Something squeezed his left elbow and he hesitated, tightening his right arm against the revolver under his shirt.

"Come," a quiet feminine voice instructed.

He turned - no one was there - but an enrobed figure in black was moving away from the crowd into an alleyway. Cautiously, he turned to follow. The abaya clad woman, her face concealed beneath the hijab by her burqa, paused momentarily at the far end of the alley, then without looking back, turned into a doorway. He carefully approached the doorway, paused, touched the knob and it turned. Right hand now gripping the .38, he quickly pushed through the door, gun extended first, and closed the old wooden door behind him.

"Nice entrance," remarked Marten Camp from the small couch where he huddled before a brief case.

Danny glanced over at the young woman who was removing the black hajib. She tossed her long black hair and gave him a smile, then disappeared behind a curtain hanging in the doorway. His gaze lingered after her. "What's going on?"

Camp looked over at him. "I was pretty sure you'd follow a woman. You've always been the playboy."

Ignoring the remark, Danny holstered the pistol. "What is going on?" He repeated. "There was no contact at the airport."

"I know," Camp replied, sounding disinterested. "You got here just the same, didn't you?"

He scowled. "I thought I was done with you."

Camp looked up at him. "You did?" He smiled. "Whatever ever gave you that idea? I just saved your ass and McGarrett's in Japan - remember that?"

"And that is supposed to indebt me to you?"

"You answered the phone, didn't you?"

He sat down on the couch. "Didn't think I had a choice."

"Good boy, you didn't."

Ruffled at the demeaning conversation, Danny rubbed his hands together and glanced back towards the curtain. "Who's she?"

"In time." Camp closed the brief case. "I need the best disposal and stealth person I could get. That's you."

"Not John Etherman?"

Without blinking Camp replied. "He's dead."

Danny paused. "Okay. What am I chasing?"


"I guess I'm in the right place for that. Which one?"

Camp crossed his arms. "Weapons grade Plutonium 239. Three pounds of it went missing from a facility outside of London, England."

Danny blinked in shock.

"Mi6 has shared a name. Abjar Zeid." Camp laid a grainy black and white photo on top of the case. "He's here. I want you with me to confirm the plutonium."

"You've set up a meet with this guy?"

"Tonight. He is one of the idealist kind. Sold out to Allah - and money."

The curtain parted and young woman, carrying a tray with tea and small wafer cookies came into the room and quietly placed the tray in front of Camp. She turned her gaze again upon Danny a smiled softly before leaving the room.

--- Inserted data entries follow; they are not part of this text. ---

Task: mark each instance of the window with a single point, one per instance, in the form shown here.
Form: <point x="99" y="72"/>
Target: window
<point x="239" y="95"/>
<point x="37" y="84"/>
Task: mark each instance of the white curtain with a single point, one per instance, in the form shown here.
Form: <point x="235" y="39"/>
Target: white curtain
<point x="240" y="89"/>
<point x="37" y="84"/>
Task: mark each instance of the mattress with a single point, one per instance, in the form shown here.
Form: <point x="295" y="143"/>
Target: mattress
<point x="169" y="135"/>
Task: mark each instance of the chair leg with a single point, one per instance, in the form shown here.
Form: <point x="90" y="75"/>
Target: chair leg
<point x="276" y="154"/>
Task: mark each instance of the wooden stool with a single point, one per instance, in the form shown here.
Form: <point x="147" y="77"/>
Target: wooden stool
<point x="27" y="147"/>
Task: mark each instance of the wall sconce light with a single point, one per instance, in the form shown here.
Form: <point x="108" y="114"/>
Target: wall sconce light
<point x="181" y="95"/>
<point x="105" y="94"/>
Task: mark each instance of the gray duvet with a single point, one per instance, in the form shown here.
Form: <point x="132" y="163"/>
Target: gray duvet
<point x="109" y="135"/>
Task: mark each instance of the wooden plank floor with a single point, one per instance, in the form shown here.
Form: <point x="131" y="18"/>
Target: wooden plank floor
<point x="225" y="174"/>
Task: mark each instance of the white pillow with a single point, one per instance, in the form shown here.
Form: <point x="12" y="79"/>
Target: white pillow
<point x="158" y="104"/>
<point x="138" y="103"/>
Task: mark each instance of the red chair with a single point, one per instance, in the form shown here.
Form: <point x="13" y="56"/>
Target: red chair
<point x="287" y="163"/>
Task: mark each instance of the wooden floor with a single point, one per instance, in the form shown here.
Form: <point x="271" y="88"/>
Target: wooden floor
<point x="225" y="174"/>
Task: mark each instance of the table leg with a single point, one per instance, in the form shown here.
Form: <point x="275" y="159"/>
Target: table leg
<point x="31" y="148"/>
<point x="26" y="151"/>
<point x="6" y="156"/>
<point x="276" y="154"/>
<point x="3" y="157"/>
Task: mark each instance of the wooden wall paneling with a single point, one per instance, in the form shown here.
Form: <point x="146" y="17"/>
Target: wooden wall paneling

"She likes you," Camp remarked pouring tea into the two cups.

"Really? How can you tell," Danny remarked and accepted a cup. The tea was very strong, but not bitter. Sweetener, he thought it might be honey, had been added.

Camp grinned back at him. "She came with the room. She meets to my - creature comforts - very well. Worth all I pay her."

Danny did not comment further. Every relationship he knew of Camp's was based on economics. Camp buying his female companionship seemed natural. "Is there a plan?"

"Zeid is playing with more than one buyer - probably six or seven."

"Going to the highest bidder?"

Camp shrugged and closed his brief case. "I don't really care what his business plans are, as long as I am the buyer left standing. Zeid is just the first piece of this, but with enough pressure he will take us to the next." He glanced at his watch.

"What's the cover? I mean, neither of us will pass as Arab."

Camp grinned. "Sure I can. I've been passing for years. And you won't have to." He rose and called back to the young woman in a rush of Arabic.

She appeared, a black garment folded over her arm.

Camp gave her another order in Arabic and waved towards Danny.

She gave him a quizzical look, then a self-conscious smile.

"What?" he demanded.

Camp chuckled. "Cross dressing should come naturally to you - you graduated from Berkeley, didn't you?"